Arnab Chakraborty's advanced compiler tutorial: page 4 of 3

www.angelfire.com/dragon/letstry `cwave04 at yahoo dot com`
Home > ... tutorials > ... ... Compiler (advanced)

What do the states mean?

The states encode some summary information about the current scenario, like what we have read so far, what reductions have been done etc. The states do not contain the entire history, just the barest minimum to continue the parsing. To debug a parser it is important to know what each state means. The .output file gives brief hints about the meaning of each state. These constitute the second part in the description of each state. Let us take a look at state 2 from test.output once again.

Part of test.output

state 2
list -> list . N (rule 2)	2
$ go to state 4 N shift, and go to state 3

Explanation:

2:

This means we have just now finished reading a list and expect to see an N. Thus the reading head is just after a list. We do not know if indeed the next symbol is going to be an N, but that is what the parser is expecting to see.

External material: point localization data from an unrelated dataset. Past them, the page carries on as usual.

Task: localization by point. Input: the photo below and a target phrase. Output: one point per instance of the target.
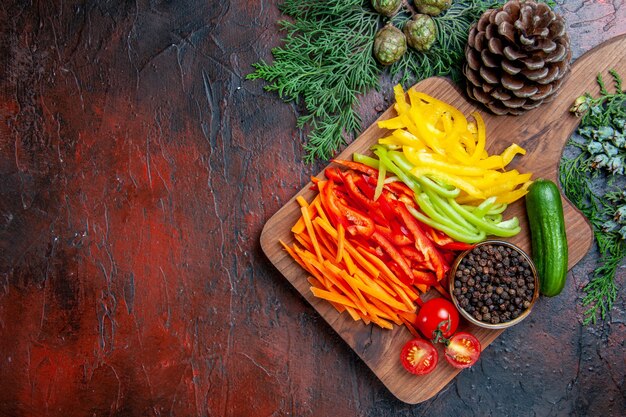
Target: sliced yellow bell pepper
(454, 180)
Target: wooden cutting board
(543, 132)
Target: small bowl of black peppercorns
(494, 285)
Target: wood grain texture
(543, 132)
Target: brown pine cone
(517, 57)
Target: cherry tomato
(419, 356)
(437, 314)
(463, 350)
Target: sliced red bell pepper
(424, 277)
(357, 166)
(396, 256)
(423, 243)
(333, 174)
(397, 239)
(355, 193)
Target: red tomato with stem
(438, 318)
(419, 356)
(462, 350)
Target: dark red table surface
(137, 169)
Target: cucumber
(548, 239)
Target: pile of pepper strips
(382, 230)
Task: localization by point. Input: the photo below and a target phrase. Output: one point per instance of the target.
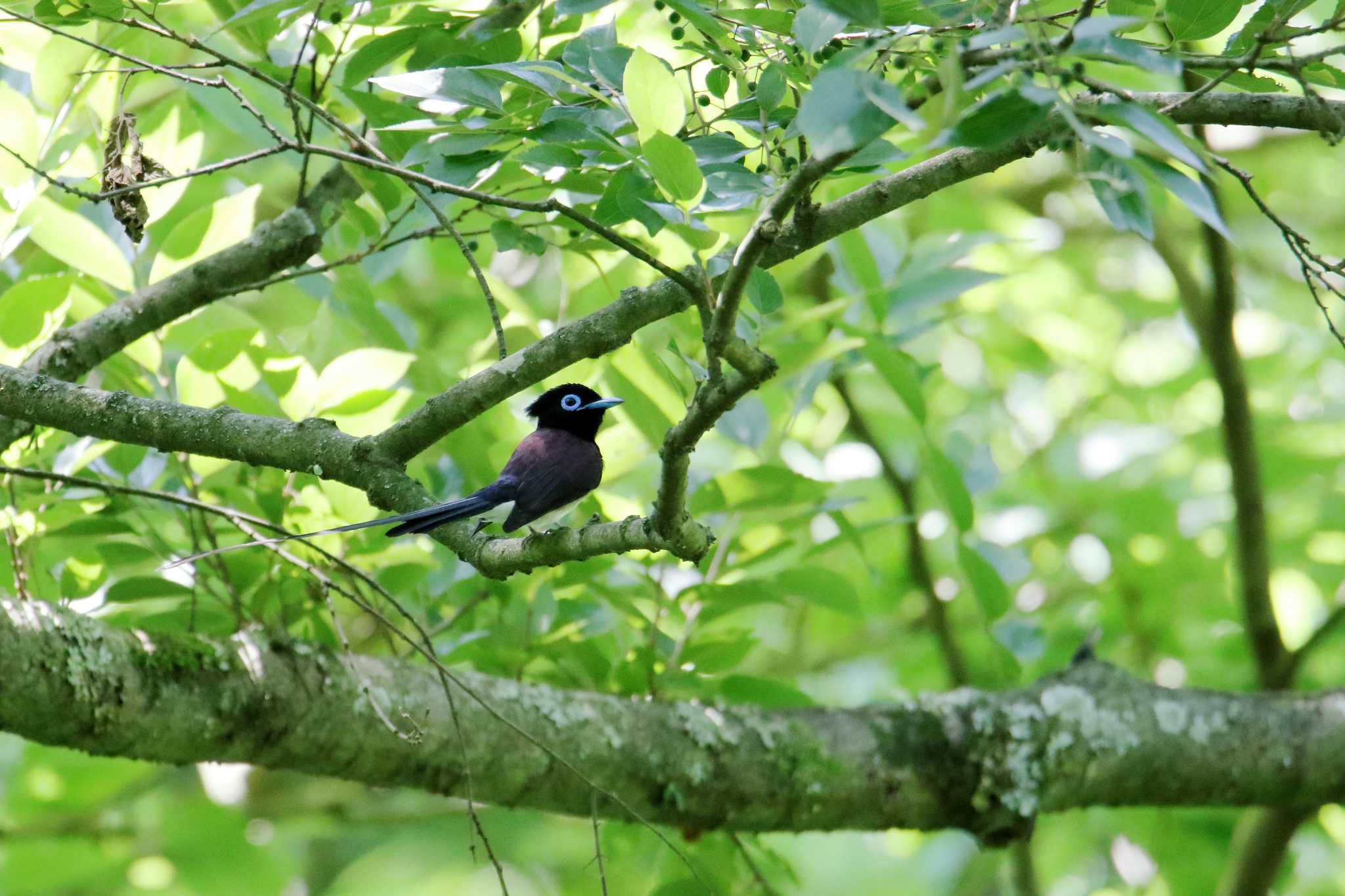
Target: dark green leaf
(1191, 192)
(579, 7)
(146, 586)
(861, 12)
(757, 488)
(376, 54)
(763, 292)
(998, 120)
(1199, 19)
(1155, 128)
(764, 692)
(550, 156)
(674, 167)
(837, 114)
(814, 26)
(990, 590)
(1121, 192)
(951, 486)
(701, 18)
(935, 288)
(771, 88)
(775, 20)
(900, 371)
(456, 85)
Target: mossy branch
(985, 762)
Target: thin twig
(757, 872)
(147, 184)
(598, 849)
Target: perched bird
(550, 469)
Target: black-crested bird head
(572, 408)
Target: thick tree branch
(276, 245)
(986, 762)
(315, 446)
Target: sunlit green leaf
(653, 96)
(674, 168)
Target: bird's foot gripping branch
(988, 762)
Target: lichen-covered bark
(275, 246)
(315, 446)
(986, 762)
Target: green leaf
(814, 26)
(653, 96)
(673, 164)
(206, 232)
(550, 156)
(359, 371)
(455, 85)
(1191, 192)
(935, 288)
(900, 371)
(1121, 192)
(757, 488)
(146, 586)
(20, 129)
(764, 692)
(771, 88)
(763, 292)
(1199, 19)
(579, 7)
(775, 20)
(1156, 128)
(213, 367)
(30, 312)
(990, 590)
(951, 486)
(1094, 38)
(1142, 11)
(701, 18)
(78, 242)
(998, 119)
(1268, 14)
(864, 12)
(377, 53)
(837, 114)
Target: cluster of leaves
(1056, 425)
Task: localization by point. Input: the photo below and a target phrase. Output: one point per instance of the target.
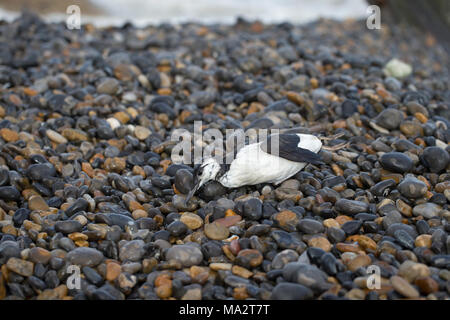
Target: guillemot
(273, 160)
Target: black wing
(288, 149)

Bison does not include the second parts for states 0 and the last two states. This is because their interpretations are trivial:

The first state expects to see a valid program (goes without saying!)
The last two states are reached when we have finished reading the program (and are facing the $). So they do not expect to see anything. They know that they are standing bang in front of the $.

Ambiguous grammars

We are learning debugging a grammar. But all our grammars so far are lacking one vital ingerdient for debugging: they do not have any bug! Let us rectify this inconveneint state of affairs by deliberately introducing one.

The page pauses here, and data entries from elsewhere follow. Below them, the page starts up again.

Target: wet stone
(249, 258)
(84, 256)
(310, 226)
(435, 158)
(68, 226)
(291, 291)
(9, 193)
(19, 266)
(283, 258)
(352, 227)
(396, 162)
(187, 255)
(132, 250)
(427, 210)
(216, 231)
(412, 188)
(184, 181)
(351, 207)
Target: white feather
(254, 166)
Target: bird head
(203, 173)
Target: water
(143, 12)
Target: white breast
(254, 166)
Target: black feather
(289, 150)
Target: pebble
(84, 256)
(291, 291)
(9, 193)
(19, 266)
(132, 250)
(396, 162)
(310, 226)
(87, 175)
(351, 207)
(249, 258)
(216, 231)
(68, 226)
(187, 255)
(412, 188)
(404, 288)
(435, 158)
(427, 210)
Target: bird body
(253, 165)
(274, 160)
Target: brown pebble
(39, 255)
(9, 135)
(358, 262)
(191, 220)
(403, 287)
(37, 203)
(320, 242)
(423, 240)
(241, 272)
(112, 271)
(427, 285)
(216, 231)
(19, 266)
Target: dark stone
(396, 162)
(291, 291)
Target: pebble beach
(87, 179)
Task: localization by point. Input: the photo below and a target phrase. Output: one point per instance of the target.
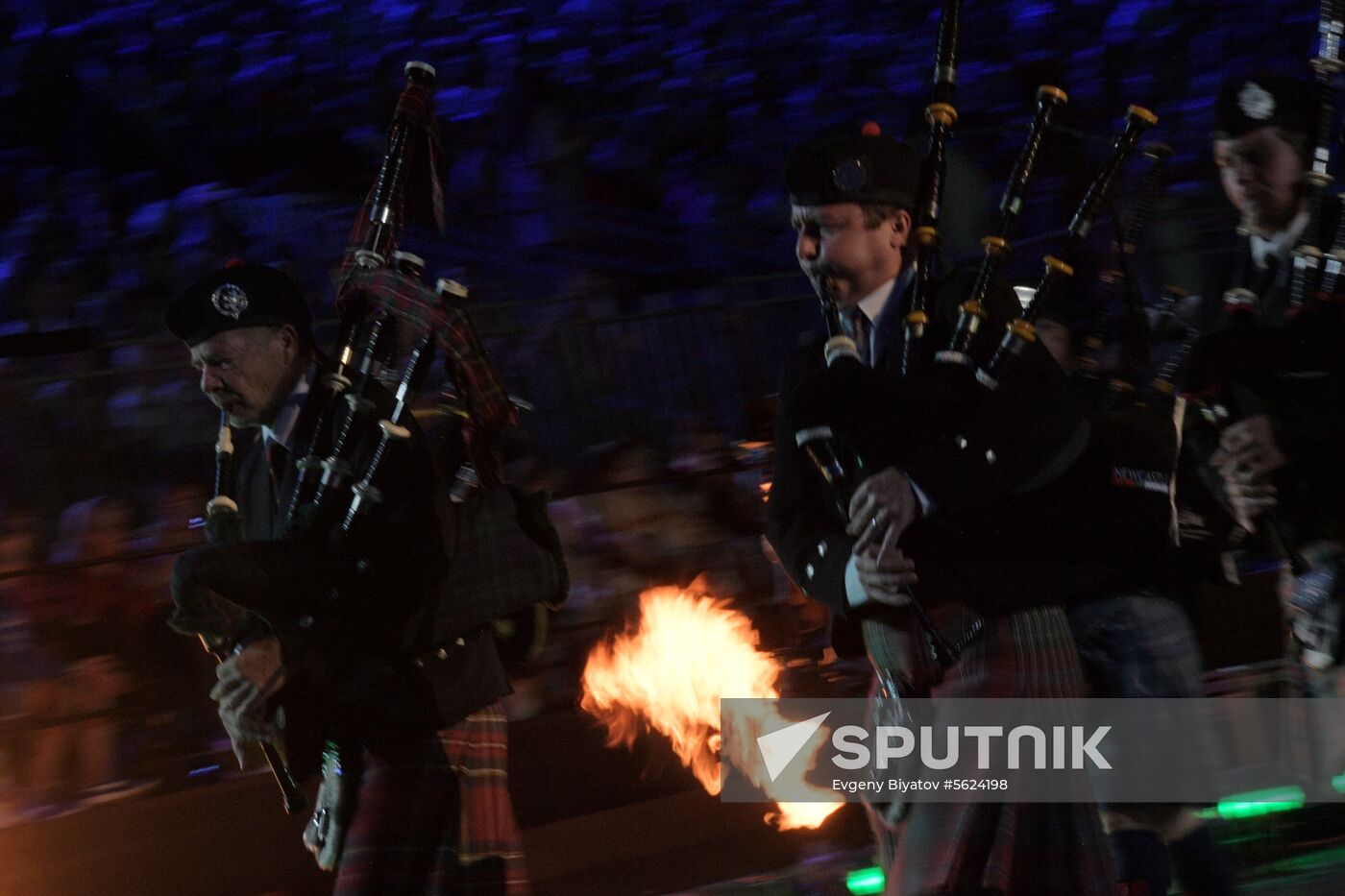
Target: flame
(669, 675)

Example: We shall work with the following grammar for lists of numbers (denoted by the terminal N).
list : N list : list list
The idea behind the grammar is simple. A single number is a valid list. If we append one list after another then we get a new list.
However, this grammar is ambiguous because the program
N N N
has two possible parse trees shown below.

Let us see how bison deals with this grammar. First, we feed the following file into bison:

amb.y

%{ %} %token N %% list : N | list list %%

Bison prints the following cryptic message:
amb.y contains 1 shift/reduce conflict.
So something has gone wrong. But what? To find out we have to use the commandline option -v:
bison -v amb.y
and then look at the generated amb.output file.
The file starts with a summary of the problem:
State 3 contains 1 shift/reduce conflict.
We still do not know what a "shift/reduce conflict" is, but we can guess that bison is unable to decide whether to shift or to reduce in state 3. Here is the description of this state:

Part of test.output

state 3

list -> list . list (rule 2) list -> list list . (rule 2)
2

N shift, and go to state 1 N [reduce using rule 2 (list)] $default reduce using rule 2 (list) list go to state 3
3

Explanation:

2:

This part now contains two dotted rules. This means state 3 is reached when either we have finished reading a list
and expecting another; or when we have finished reading two lists. The fact that there are two dotted rules in this state is not a danger signal by itself.

3:

It is in the thrid part that we see the trouble. If the next symbol is an N, then bison gets confused: whether to shift or reduce by rule 2.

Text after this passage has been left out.